James 3:17-18 (NKJV)17 But the wisdom that is from above is first pure, then peaceable, gentle, willing to yield, full of mercy and good fruits, without partiality and without hypocrisy. 18 Now the fruit of righteousness is sown in peace by those who make peace.
Having described the nature of earthly wisdom, characterized as it is by envy and self-seeking, James goes on to describe heavenly wisdom. Who is wise and understanding among you? Let him show it by imitating, not the wisdom of the world, but the wisdom that comes from God. And what does this wisdom look like? It is this that James tells us today.
And note if you will the complete contrast that exists between the wisdom of man in his sin and the wisdom that comes from God. The wisdom from above is not envious, but pure; it is not contentious – seeking its own – but peaceable; it does not create confusion, but is gentle and willing to yield; and instead of producing “every evil work,” it is full of mercy and the fruits of benevolence. And what are these fruits? Kindness toward all, being without partiality, as well as absolute integrity, being without hypocrisy. In short, wisdom from above imitates the One Who is above, the Lord Jesus Christ.
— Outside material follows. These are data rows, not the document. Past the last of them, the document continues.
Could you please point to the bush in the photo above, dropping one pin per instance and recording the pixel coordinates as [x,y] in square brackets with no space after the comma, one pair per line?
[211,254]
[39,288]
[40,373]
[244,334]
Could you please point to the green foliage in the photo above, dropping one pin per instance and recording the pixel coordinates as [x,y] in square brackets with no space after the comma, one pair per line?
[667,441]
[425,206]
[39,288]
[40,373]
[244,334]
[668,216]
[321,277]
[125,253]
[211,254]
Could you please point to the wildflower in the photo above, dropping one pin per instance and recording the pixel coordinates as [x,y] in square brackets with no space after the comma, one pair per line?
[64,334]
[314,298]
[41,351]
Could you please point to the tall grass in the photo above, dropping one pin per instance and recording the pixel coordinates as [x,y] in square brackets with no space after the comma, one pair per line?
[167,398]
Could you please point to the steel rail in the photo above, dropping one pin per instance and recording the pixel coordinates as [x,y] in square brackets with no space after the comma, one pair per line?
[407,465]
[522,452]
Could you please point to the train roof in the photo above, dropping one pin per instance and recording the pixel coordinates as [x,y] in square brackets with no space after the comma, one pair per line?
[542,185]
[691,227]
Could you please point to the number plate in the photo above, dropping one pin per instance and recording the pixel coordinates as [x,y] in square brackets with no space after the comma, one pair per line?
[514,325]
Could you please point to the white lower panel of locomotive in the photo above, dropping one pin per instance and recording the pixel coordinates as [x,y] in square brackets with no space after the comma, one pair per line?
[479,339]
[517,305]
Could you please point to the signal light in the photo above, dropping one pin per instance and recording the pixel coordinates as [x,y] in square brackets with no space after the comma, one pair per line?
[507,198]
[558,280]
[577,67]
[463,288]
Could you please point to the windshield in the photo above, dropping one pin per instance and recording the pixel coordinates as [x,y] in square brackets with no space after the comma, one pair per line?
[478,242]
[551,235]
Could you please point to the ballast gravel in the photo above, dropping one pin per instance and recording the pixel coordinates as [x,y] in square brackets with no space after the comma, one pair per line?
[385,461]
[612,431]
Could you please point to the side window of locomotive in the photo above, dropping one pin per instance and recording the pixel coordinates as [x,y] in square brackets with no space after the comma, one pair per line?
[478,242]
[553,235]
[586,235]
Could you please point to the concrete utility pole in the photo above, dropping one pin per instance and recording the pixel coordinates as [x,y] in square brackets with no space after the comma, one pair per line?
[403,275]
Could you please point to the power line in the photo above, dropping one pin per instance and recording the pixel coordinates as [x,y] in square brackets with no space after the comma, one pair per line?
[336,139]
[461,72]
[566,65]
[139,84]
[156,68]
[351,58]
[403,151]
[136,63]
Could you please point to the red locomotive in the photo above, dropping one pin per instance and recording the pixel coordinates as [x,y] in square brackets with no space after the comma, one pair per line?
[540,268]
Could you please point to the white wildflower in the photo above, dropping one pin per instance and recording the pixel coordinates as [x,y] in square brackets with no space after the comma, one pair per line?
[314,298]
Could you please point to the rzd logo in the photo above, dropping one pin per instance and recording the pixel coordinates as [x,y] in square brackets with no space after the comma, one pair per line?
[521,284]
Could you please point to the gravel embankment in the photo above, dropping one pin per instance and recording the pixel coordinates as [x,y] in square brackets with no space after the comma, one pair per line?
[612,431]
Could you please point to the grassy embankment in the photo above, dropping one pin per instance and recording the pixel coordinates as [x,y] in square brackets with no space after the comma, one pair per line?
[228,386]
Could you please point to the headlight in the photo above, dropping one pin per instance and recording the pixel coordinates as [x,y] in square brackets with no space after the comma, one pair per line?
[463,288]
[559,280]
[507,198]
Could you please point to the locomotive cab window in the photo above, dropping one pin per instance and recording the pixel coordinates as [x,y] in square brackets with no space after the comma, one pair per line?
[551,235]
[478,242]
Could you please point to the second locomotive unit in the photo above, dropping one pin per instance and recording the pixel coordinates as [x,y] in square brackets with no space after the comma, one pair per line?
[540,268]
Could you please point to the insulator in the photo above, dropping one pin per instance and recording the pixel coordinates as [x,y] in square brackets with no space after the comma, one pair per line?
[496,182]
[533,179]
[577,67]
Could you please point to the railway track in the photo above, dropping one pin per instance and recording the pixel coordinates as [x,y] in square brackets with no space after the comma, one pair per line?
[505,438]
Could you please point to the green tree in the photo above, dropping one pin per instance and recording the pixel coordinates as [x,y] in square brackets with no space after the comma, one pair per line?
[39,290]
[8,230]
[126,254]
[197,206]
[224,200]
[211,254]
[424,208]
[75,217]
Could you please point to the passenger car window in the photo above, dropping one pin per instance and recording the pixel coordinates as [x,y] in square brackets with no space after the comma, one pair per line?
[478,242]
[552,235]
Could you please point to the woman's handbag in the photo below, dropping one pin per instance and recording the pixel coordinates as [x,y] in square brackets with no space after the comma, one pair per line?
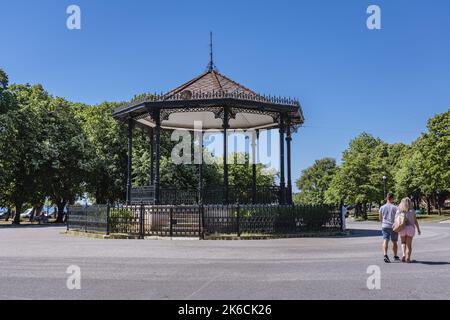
[400,222]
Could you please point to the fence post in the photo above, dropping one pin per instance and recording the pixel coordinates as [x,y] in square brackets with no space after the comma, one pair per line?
[141,221]
[200,222]
[108,207]
[86,221]
[171,222]
[238,220]
[67,218]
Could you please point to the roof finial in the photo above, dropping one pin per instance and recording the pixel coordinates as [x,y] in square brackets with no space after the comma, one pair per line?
[211,66]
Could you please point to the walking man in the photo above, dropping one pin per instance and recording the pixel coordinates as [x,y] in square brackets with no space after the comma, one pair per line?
[387,218]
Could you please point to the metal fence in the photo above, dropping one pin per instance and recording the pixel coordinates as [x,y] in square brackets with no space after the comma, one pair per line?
[90,219]
[203,220]
[210,195]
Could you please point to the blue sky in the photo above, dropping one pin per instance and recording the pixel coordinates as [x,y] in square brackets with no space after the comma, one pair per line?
[349,79]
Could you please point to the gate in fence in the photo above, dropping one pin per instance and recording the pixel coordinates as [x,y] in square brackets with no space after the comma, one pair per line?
[197,220]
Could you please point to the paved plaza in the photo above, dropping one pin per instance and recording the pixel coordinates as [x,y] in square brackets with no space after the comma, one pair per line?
[34,261]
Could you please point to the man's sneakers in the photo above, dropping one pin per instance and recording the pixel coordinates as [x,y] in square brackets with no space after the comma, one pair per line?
[387,260]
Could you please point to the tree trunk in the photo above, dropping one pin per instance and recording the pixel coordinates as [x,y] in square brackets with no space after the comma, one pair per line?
[428,205]
[32,214]
[61,205]
[8,214]
[18,211]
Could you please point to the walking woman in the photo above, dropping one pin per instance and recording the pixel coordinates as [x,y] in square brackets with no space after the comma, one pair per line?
[409,231]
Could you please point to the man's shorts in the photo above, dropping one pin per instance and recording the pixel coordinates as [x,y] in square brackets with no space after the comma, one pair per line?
[389,234]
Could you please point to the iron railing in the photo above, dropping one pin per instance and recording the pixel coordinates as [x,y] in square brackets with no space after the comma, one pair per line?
[143,220]
[210,195]
[88,219]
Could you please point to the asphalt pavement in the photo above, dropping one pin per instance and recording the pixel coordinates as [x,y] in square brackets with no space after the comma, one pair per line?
[34,263]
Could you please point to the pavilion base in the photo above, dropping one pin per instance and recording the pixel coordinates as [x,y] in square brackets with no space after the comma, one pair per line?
[207,221]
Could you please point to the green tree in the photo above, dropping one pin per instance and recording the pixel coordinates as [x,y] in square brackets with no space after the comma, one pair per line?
[107,148]
[68,155]
[315,181]
[352,182]
[20,144]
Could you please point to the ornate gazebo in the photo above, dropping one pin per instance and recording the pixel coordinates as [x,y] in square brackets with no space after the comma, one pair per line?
[220,104]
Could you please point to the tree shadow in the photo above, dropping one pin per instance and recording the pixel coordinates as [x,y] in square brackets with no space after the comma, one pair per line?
[32,226]
[362,233]
[432,263]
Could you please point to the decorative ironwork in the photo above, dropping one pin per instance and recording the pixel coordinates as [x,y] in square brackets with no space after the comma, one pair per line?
[202,220]
[199,95]
[210,195]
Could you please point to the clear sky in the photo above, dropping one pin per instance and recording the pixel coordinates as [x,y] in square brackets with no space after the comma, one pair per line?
[348,78]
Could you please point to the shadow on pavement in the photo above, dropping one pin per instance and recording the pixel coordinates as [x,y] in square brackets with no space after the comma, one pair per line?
[361,233]
[432,263]
[32,226]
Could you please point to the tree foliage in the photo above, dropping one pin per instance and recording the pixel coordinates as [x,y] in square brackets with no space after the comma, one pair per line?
[315,181]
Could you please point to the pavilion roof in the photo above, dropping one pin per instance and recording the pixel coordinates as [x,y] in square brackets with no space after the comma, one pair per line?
[209,91]
[211,81]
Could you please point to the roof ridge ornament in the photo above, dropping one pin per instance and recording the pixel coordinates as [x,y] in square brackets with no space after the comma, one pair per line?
[211,66]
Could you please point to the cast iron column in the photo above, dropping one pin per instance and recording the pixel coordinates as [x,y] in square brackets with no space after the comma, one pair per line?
[254,137]
[225,154]
[130,159]
[200,172]
[282,179]
[289,164]
[151,172]
[157,119]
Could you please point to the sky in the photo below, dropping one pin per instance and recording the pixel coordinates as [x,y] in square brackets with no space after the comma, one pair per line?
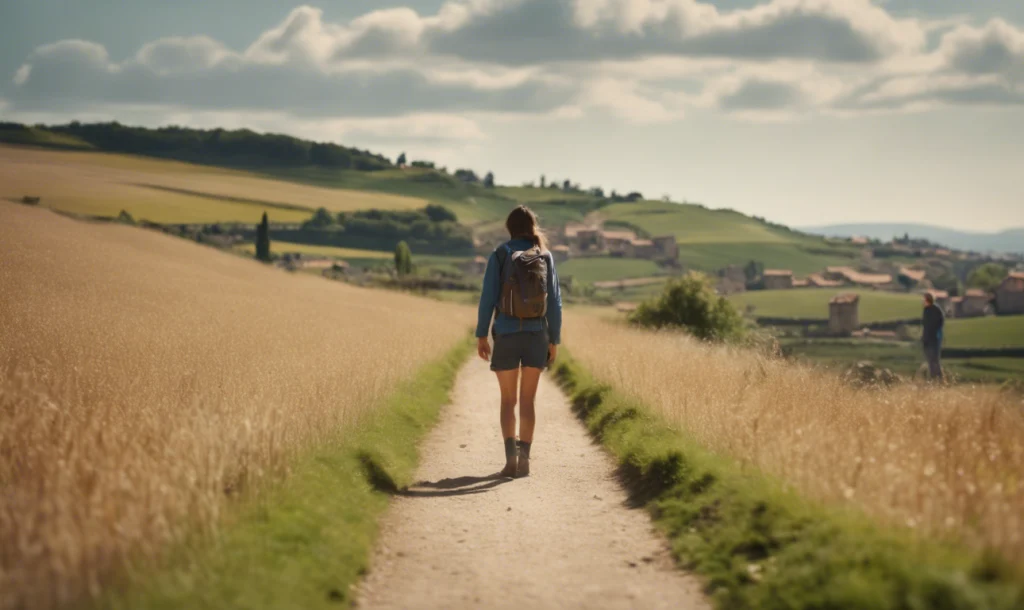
[804,112]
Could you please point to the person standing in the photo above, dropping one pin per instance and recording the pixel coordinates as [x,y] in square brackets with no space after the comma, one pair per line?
[932,322]
[520,292]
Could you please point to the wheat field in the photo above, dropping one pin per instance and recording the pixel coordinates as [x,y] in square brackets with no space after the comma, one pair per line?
[145,380]
[940,461]
[168,191]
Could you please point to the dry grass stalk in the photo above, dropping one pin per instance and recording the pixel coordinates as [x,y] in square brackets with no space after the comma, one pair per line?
[943,461]
[144,380]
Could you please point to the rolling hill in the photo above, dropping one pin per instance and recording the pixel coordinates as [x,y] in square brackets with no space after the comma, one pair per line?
[1010,241]
[194,176]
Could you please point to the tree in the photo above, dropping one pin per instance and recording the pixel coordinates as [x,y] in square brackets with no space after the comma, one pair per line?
[987,276]
[263,240]
[690,303]
[753,270]
[466,175]
[439,213]
[402,259]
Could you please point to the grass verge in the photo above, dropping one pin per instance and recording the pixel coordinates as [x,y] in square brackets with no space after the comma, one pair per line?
[761,546]
[306,541]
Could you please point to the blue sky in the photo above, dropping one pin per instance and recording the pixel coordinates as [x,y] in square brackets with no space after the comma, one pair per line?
[806,112]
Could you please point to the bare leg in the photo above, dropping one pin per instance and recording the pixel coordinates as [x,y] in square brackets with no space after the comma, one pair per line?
[527,395]
[508,380]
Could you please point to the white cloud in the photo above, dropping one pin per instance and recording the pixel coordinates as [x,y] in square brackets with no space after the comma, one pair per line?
[640,60]
[23,74]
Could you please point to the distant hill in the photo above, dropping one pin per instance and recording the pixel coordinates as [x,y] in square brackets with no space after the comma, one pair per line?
[709,238]
[1011,241]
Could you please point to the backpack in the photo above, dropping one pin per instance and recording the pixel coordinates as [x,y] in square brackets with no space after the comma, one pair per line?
[524,282]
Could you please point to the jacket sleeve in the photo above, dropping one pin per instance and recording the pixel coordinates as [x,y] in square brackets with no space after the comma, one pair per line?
[488,297]
[554,314]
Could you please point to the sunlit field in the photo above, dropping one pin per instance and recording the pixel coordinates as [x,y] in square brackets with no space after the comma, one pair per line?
[169,191]
[144,381]
[938,461]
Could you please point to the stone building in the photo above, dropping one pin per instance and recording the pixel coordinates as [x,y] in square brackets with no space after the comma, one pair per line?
[1010,294]
[777,279]
[843,314]
[667,247]
[642,249]
[974,303]
[560,253]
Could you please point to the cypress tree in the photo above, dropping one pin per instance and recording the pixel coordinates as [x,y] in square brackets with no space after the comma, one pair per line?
[402,259]
[263,240]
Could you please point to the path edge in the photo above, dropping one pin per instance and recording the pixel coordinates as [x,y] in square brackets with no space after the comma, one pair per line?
[305,541]
[757,543]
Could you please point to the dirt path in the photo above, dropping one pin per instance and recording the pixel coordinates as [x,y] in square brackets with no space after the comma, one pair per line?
[559,538]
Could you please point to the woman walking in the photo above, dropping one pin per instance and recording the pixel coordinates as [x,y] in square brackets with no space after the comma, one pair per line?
[520,294]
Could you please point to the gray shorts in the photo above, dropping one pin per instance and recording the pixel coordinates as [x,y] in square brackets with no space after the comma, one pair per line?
[526,348]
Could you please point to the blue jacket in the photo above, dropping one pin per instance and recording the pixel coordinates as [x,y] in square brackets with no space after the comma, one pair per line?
[505,324]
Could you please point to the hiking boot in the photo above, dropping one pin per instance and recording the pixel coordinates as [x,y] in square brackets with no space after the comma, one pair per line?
[510,469]
[522,469]
[522,451]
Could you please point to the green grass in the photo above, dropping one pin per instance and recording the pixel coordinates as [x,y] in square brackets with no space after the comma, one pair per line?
[904,358]
[606,268]
[813,303]
[693,224]
[42,137]
[711,257]
[306,541]
[355,257]
[758,545]
[1000,331]
[172,208]
[711,240]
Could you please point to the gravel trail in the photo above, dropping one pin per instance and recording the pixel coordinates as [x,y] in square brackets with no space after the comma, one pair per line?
[559,538]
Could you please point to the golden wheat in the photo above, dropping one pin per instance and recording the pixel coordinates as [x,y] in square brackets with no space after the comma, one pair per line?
[143,380]
[942,461]
[102,184]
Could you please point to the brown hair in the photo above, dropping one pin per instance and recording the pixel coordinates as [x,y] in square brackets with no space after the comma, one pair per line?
[522,223]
James informed us that the wisdom from below is full of self-seeking and envy. It looks out for number one and, when number two has something special, seeks to co-opt it for number one. The wisdom from below is never content. It is grasping and resembles the heart of the miser – ever greedy, never full, never satiated, but seeking more and more for oneself – whether the thing sought be money, glory, thrill, respect, pity, or fame, the goal is always to get more.
The wisdom from above, however, is not this way. Since it resembles the Lord Jesus Christ, the One who is full and has been full from the foundation of the world, the One who Created the world out of the overflow of His joy and fullness, the wisdom from above is likewise full to overflowing. It is peaceable – content, well settled in the mercies that God has bestowed and thankful for the bounteous goodness He has displayed. It is full of mercy and good fruits – the peaceableness and contentment manifests itself by bubbling over, sharing with others the grace that has been shared with it. And precisely because it is sharing what has already been shared with it, the wisdom from above is not shrill, not anal, not apoplectic but gentle and willing to yield. It is willing to consider the wisdom that others possess, willing to acknowledge superior views, willing to live with minor differences – rather than stubbornly maintaining its own way and demanding compliance.
So what of us? As parents how are we doing exhibiting the wisdom from above in the training of our children? How patient are we with them? Is our correction proceeding from the overflow of a heart filled with love for God and love for our kids, or is our correction flowing from our irritability and desire for respect? Are we looking out for our children’s best interest or ours? Mind you, the end product, the goal we are achieving may be the same. We want our children to be obedient, respectful, joyful – but how do we get there? With the wisdom from below or the wisdom from above? James tells us – get there with the wisdom from above.
As young men and young women, how are you doing manifesting the wisdom from above in the way you treat your siblings and your parents? Could the fly on the wall describe you as gentle, willing to yield, full of mercy and good fruits? Or would he instead describe you as envious and self-seeking, looking out for your own good regardless of the consequences?
Reminded that we often fail to be wise and understanding, let us kneel and confess our sin to the Lord.